Re: Dynamic MIG Question

List overview All Threads
Download

newer

older

Adding FPGAs for Slurm Tracking

Can we avoid jobs near wall time...

Davide DelVento

6 Feb 2026 6 Feb '26

2:02 p.m.

Aaron (or anyone else),

Did you manage to get Dynamic MIG working in Slurm? I'm actually surprised that after these many years SchedMD has not implemented this feature yet, especially now that newer GPUs allow MIG repartitioning without being root. The only mention of this in their ticketing system is at https://support.schedmd.com/show_bug.cgi?id=11091#c8 (and subsequent c10) which say that it's not on their roadmap, but that was 5 years ago.

I have heard that some users manage dynamic changes by draining nodes, running scripts to reconfigure MIG via nvidia-smi, bringing the node back and then submitting the job. Anybody here has tried that and with what success?

I speculate that now that NVIDIA owns SchedMD perhaps this feature will be at a higher priority, but maybe not? Anybody knows anything about it and is not bound by an NDA to keep mum?

Thanks

On Wed, Nov 22, 2023 at 1:22 PM Davide DelVento davide.quantum@gmail.com wrote:

...

I assume you mean the sentence about dynamic MIG at https://slurm.schedmd.com/gres.html#MIG_Management Could it be supported? I think so, but only if one of their paying customers (that could be you) asks for it.

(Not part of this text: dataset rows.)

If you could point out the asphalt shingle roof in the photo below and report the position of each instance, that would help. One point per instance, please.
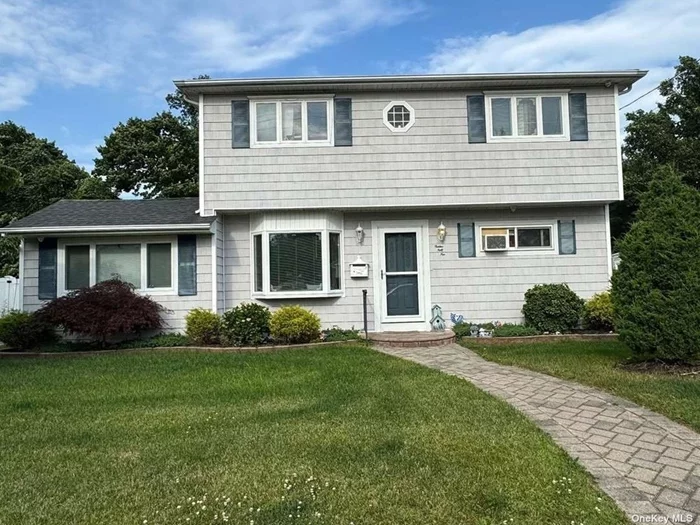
(85, 213)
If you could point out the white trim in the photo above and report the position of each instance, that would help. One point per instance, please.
(214, 267)
(620, 180)
(553, 235)
(21, 274)
(143, 262)
(304, 142)
(200, 120)
(608, 239)
(537, 95)
(402, 323)
(411, 116)
(458, 206)
(325, 232)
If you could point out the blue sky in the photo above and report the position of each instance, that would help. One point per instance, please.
(70, 71)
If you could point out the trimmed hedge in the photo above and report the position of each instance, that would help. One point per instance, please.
(295, 325)
(203, 327)
(248, 324)
(552, 308)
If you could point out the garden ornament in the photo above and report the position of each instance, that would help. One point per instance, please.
(437, 321)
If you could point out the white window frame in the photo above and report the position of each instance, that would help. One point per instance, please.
(304, 142)
(538, 95)
(325, 268)
(143, 288)
(411, 118)
(553, 233)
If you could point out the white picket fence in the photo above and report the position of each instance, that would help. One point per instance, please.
(9, 294)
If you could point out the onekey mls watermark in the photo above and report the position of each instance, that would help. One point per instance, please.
(682, 517)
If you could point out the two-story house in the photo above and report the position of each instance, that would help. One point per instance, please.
(457, 190)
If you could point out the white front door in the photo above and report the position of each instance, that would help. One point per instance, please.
(401, 285)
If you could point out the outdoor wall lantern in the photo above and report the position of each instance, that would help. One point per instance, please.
(359, 234)
(442, 232)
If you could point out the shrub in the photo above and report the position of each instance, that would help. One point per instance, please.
(203, 327)
(552, 308)
(294, 324)
(656, 288)
(338, 334)
(514, 330)
(104, 310)
(248, 324)
(24, 330)
(598, 312)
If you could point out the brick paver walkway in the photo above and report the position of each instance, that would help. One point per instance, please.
(647, 463)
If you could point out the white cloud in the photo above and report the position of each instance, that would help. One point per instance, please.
(146, 44)
(643, 34)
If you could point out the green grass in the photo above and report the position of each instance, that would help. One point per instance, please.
(594, 363)
(125, 438)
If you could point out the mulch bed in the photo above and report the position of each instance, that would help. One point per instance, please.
(660, 367)
(200, 349)
(493, 341)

On Wed, Nov 22, 2023 at 11:24 AM Aaron Kollmann < aaron.kollmann@student.hpi.de> wrote:

...
Hello All,

I am currently working in a research project and we are trying to find out whether we can use NVIDIAs multi-instance GPU (MIG) dynamically in SLURM.

For instance:

a user requests a job and wants a GPU but none is available

now SLURM will reconfigure a MIG GPU to create a partition (e.g.

1g.5gb) which becomes available and allocated immediately

I can already reconfigure MIG + SLURM within a few seconds to start jobs on newly partitioned resources, but Jobs get killed when I restart slurmd on nodes with a changed MIG config. (see script example below)

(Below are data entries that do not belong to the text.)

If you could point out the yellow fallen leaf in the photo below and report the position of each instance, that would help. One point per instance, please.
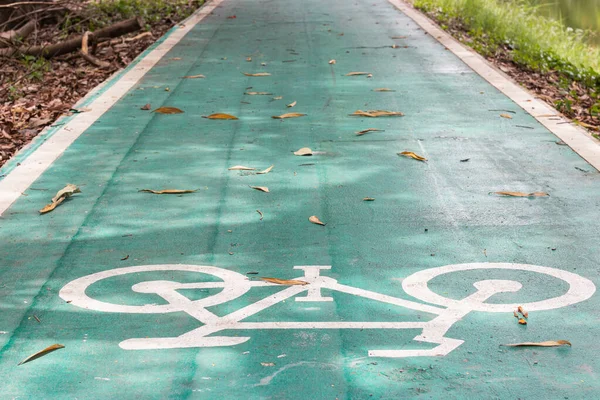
(523, 312)
(169, 191)
(42, 353)
(288, 115)
(266, 171)
(168, 110)
(220, 116)
(549, 343)
(360, 133)
(305, 151)
(377, 113)
(315, 220)
(412, 155)
(261, 188)
(60, 196)
(522, 194)
(284, 281)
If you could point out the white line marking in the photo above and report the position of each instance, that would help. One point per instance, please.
(33, 166)
(575, 137)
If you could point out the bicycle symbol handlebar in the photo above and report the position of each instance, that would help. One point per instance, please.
(234, 285)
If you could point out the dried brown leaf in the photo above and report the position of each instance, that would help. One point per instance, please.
(42, 353)
(220, 116)
(60, 196)
(549, 343)
(288, 115)
(169, 191)
(410, 154)
(266, 171)
(261, 188)
(168, 110)
(523, 312)
(305, 151)
(522, 194)
(360, 133)
(315, 220)
(377, 113)
(284, 281)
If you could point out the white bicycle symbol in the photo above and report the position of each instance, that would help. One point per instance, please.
(235, 285)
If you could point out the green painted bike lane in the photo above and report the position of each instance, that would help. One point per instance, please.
(345, 337)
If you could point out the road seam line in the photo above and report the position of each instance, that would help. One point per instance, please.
(35, 164)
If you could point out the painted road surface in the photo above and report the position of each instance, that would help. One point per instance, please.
(407, 296)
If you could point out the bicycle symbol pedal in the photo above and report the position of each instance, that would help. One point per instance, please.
(446, 311)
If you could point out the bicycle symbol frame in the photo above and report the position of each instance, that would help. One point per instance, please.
(235, 285)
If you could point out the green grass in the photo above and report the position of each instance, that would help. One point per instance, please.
(536, 42)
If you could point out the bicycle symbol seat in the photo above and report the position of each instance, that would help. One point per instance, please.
(446, 311)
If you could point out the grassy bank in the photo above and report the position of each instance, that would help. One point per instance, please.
(533, 41)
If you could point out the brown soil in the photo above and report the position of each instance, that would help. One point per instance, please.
(33, 94)
(569, 97)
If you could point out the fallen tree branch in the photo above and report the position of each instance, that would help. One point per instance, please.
(30, 3)
(11, 38)
(71, 45)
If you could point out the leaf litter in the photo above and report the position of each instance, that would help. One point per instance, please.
(549, 343)
(60, 196)
(261, 188)
(377, 113)
(288, 115)
(360, 133)
(315, 220)
(169, 191)
(220, 116)
(305, 151)
(265, 171)
(168, 110)
(413, 155)
(522, 194)
(42, 353)
(284, 281)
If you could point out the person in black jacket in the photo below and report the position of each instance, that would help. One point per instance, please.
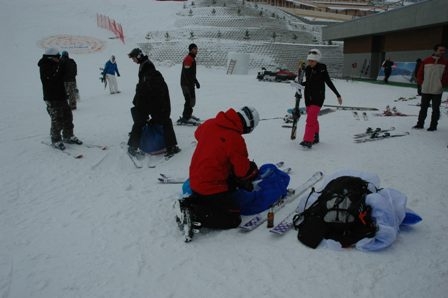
(55, 97)
(69, 70)
(387, 65)
(151, 98)
(188, 82)
(316, 76)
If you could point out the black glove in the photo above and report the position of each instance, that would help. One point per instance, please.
(246, 181)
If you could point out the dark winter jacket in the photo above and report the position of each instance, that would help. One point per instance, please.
(433, 75)
(388, 66)
(221, 156)
(69, 69)
(316, 78)
(188, 74)
(52, 80)
(152, 94)
(111, 68)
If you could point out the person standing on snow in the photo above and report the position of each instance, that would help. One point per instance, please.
(316, 76)
(387, 65)
(432, 76)
(188, 82)
(55, 97)
(69, 69)
(110, 69)
(219, 166)
(151, 98)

*Do you think it is possible to develop a plugin or change SLURM to the extent that dynamic MIG will be supported one day? *

(The website says it is not supported)

Best

Aaron

#!/usr/bin/bash

# Generate Start Config killall slurmd killall slurmctld nvidia-smi mig -dci nvidia-smi mig -dgi nvidia-smi mig -cgi 19,14,5 -i 0 -C nvidia-smi mig -cgi 0 -i 1 -C cp -f ./slurm-19145-0.conf /etc/slurm/slurm.conf slurmd -c slurmctld -c sleep 5

# Start a running and a pending job (the first job gets killed by slurm) srun -w gx06 -c 2 --mem 1G --gres=gpu:a100_1g.5gb:1 sleep 300 & srun -w gx06 -c 2 --mem 1G --gres=gpu:a100_1g.5gb:1 sleep 300 & sleep 5

# Simulate MIG Config Change nvidia-smi mig -i 1 -dci nvidia-smi mig -i 1 -dgi nvidia-smi mig -cgi 19,14,5 -i 1 -C cp -f ./slurm-2x19145.conf /etc/slurm/slurm.conf killall slurmd killall slurmctld slurmd slurmctld

Attachments:

attachment.html (text/html — 4.2 KB)

Show replies by date

Fulcomer, Sam

6 Feb 6 Feb

3:16 p.m.

New subject: Dynamic MIG Question

I actually spent a bit of time in the SLURM booth at SC discussing this (and also frequently hanging out in their comfy chairs - easy times on the bad hip).

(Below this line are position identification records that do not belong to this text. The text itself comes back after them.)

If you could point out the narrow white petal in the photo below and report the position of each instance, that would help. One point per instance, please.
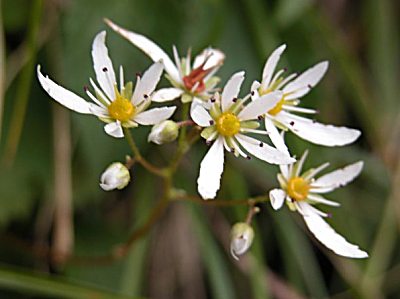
(317, 133)
(265, 152)
(307, 80)
(148, 82)
(63, 96)
(214, 58)
(270, 66)
(332, 240)
(260, 106)
(231, 90)
(319, 199)
(201, 117)
(277, 198)
(114, 129)
(211, 169)
(149, 48)
(166, 94)
(274, 135)
(339, 178)
(154, 116)
(103, 66)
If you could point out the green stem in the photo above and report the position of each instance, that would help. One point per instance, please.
(139, 158)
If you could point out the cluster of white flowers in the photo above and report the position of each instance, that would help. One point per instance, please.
(228, 121)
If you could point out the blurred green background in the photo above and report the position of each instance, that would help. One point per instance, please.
(51, 159)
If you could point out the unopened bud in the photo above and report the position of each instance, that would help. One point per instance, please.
(164, 132)
(116, 176)
(242, 235)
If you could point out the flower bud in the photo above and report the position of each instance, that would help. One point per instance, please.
(242, 235)
(116, 176)
(164, 132)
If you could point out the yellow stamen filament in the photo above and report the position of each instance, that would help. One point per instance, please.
(298, 188)
(228, 124)
(278, 107)
(121, 109)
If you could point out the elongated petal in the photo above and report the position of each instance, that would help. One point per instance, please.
(338, 178)
(166, 94)
(270, 66)
(63, 96)
(231, 90)
(201, 117)
(260, 106)
(211, 169)
(331, 239)
(317, 133)
(148, 82)
(277, 197)
(114, 129)
(307, 80)
(154, 116)
(265, 152)
(214, 58)
(149, 48)
(103, 66)
(275, 136)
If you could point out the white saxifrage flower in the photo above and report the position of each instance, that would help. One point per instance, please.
(192, 82)
(294, 87)
(123, 107)
(116, 176)
(226, 123)
(302, 191)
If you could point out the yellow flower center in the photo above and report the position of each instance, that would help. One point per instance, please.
(298, 188)
(278, 107)
(121, 109)
(228, 124)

This is on the back burner for us. The basic problem is that SLURM doesn't have a mechanism to drain a GPU; rather, the entire node has to be drained to make changes. That's the easy description of the problem. There may be ways to do it within the current capabilities of SLURM, but we haven't picked up that effort in earnest, yet...

We do find some occasional issues in nvml control of reconfiguring MIG on multi-GPU systems, where our scripts occasionally fail on one of more GPUs, and they need to be manually reconfigured after that (but that's something in the nvidia driver, presumably). We either run nodes un-MIGed or split into two nominally equal slices. We're currently defaulting to using MIG on half of our B200s and all of our Max-Qs.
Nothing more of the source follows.